Let me begin by stating my opinion on this matter. From a business point of view, the Kings do not stand a chance of being involved in the Super Rugby competition next year. With contracts signed until 2015, and sponsorship deals signed on the assumption that said contract until 2015 will be honoured, there is too big a financial burden to simply drop either of the current franchises. In my mind, this whole debacle will blow over and we will see the same teams taking part in Super Rugby next year.

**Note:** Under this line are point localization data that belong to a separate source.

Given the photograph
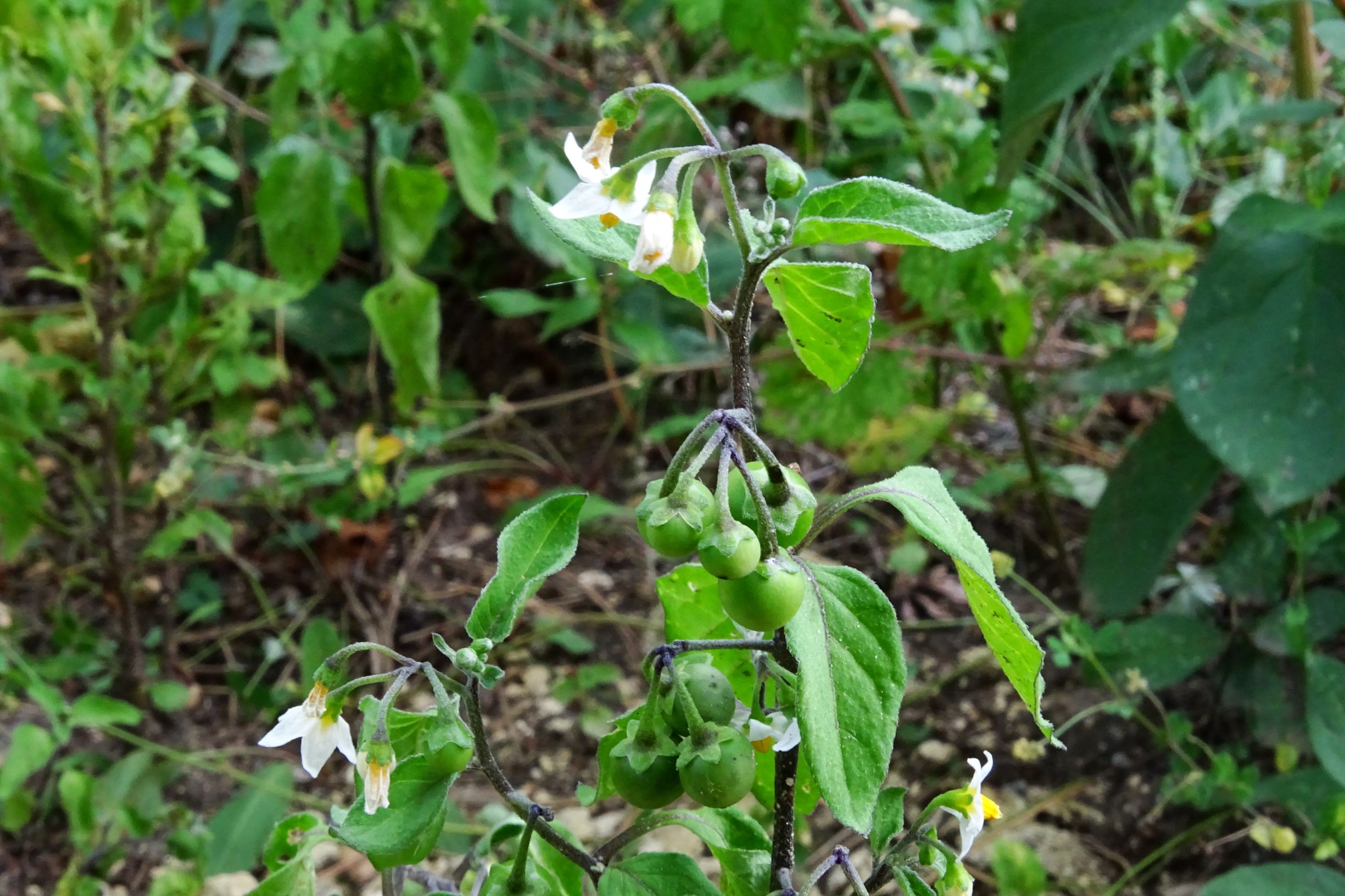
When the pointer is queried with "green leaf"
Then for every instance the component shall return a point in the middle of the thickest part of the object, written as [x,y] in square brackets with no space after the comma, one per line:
[1151,500]
[196,524]
[736,841]
[1258,368]
[96,711]
[1326,712]
[538,544]
[655,875]
[472,138]
[828,309]
[30,748]
[298,211]
[77,798]
[890,816]
[768,29]
[319,641]
[1059,45]
[455,22]
[412,198]
[1164,649]
[404,312]
[852,677]
[405,833]
[692,610]
[241,828]
[618,245]
[50,211]
[879,210]
[1277,879]
[923,500]
[295,879]
[377,70]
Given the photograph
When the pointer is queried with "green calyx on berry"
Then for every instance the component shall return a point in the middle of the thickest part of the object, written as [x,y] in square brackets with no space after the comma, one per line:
[783,178]
[790,501]
[729,550]
[672,525]
[712,695]
[721,782]
[654,787]
[767,598]
[622,108]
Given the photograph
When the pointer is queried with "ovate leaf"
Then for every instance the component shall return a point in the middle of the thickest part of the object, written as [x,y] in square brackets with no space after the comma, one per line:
[828,309]
[736,841]
[852,677]
[412,198]
[879,210]
[655,875]
[377,70]
[1326,712]
[30,748]
[540,542]
[692,610]
[404,312]
[472,139]
[618,245]
[1258,368]
[53,216]
[1151,500]
[923,500]
[241,828]
[404,833]
[297,210]
[1059,45]
[1278,879]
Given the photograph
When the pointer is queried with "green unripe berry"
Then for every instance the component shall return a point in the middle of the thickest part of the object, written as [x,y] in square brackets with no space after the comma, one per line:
[654,787]
[793,516]
[673,525]
[721,783]
[622,109]
[783,178]
[712,695]
[767,598]
[729,550]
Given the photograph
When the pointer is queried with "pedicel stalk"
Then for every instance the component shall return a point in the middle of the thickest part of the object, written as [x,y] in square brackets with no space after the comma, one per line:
[791,696]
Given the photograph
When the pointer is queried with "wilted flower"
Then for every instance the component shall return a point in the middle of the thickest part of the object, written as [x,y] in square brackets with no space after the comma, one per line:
[897,20]
[972,807]
[376,765]
[654,247]
[778,732]
[321,732]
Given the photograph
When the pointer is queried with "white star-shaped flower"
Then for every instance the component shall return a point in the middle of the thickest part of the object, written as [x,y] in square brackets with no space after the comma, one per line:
[378,778]
[978,808]
[594,194]
[321,732]
[778,732]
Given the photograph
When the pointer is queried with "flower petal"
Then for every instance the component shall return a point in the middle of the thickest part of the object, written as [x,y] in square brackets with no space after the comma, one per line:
[759,730]
[316,747]
[343,743]
[584,201]
[292,724]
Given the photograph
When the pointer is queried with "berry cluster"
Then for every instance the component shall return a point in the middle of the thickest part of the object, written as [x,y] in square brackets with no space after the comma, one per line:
[741,530]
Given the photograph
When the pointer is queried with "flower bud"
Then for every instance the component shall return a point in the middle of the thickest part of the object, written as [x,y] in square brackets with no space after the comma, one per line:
[622,108]
[783,178]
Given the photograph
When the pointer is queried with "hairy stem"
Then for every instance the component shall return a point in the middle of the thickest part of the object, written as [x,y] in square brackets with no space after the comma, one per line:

Looking towards a long term solution, not only for the current Kings dilemma, but also considering the current format and how it simply is not working, something will need to be done by the men involved to save this competition from becoming ridiculous. A few weeks ago, the Brumbies were sitting in third spot thanks to their automatic play-off rule, but based on points could not even make the top 6. This has since changed slightly, with the Brumbies winning more games and now actually deserving of a spot in the top 6, but not certain of any home play-off.

The fact is simply that the local derbies are killing this competition, and we see that every Saturday morning, how the New Zealand games attract a decent South African viewership, only for the Australian derbies to be watched only by old people who are not allowed to drive anymore and have nothing better to do than fall asleep to a rugby match.

My solution, although very simplistic, is to open the competition up to as many teams as they can find who would like to take part, have a preliminary round of matched, per conference, which would then determine the Top 3 or Top 4 per nation, and these teams will then face each other in a Super 9 or Super 12 competition. It might extend the competition somewhat, or if the preliminary round robin matches are only once off matches and not home and away as we see currently, it might even reduce the length of the tournament.

That would then save us all the trouble of deciding whether the Kings deserve to be in the competition, and each team will then have their destiny in their own hands. The quality of rugby in the Super 9 or Super 12 will be so much greater, that we will all want to sit and watch every single match of every single weekend. Let’s be honest, when last did you really want to watch every game on a weekend?

This solution might do harm to our beloved Currie Cup, but in reality, the harm to our Currie Cup is already done, and with the amount of times teams face each other in Super Rugby, are we really going to get excited for a Bulls/Sharks Currie Cup clash?

Super Rugby was a fantastic idea, created by a rugby genius in Louis Luyt, but if something is not done to curb the current problems, both internally and externally, this once fantastic campaign might just become another run-of-the-mill competition.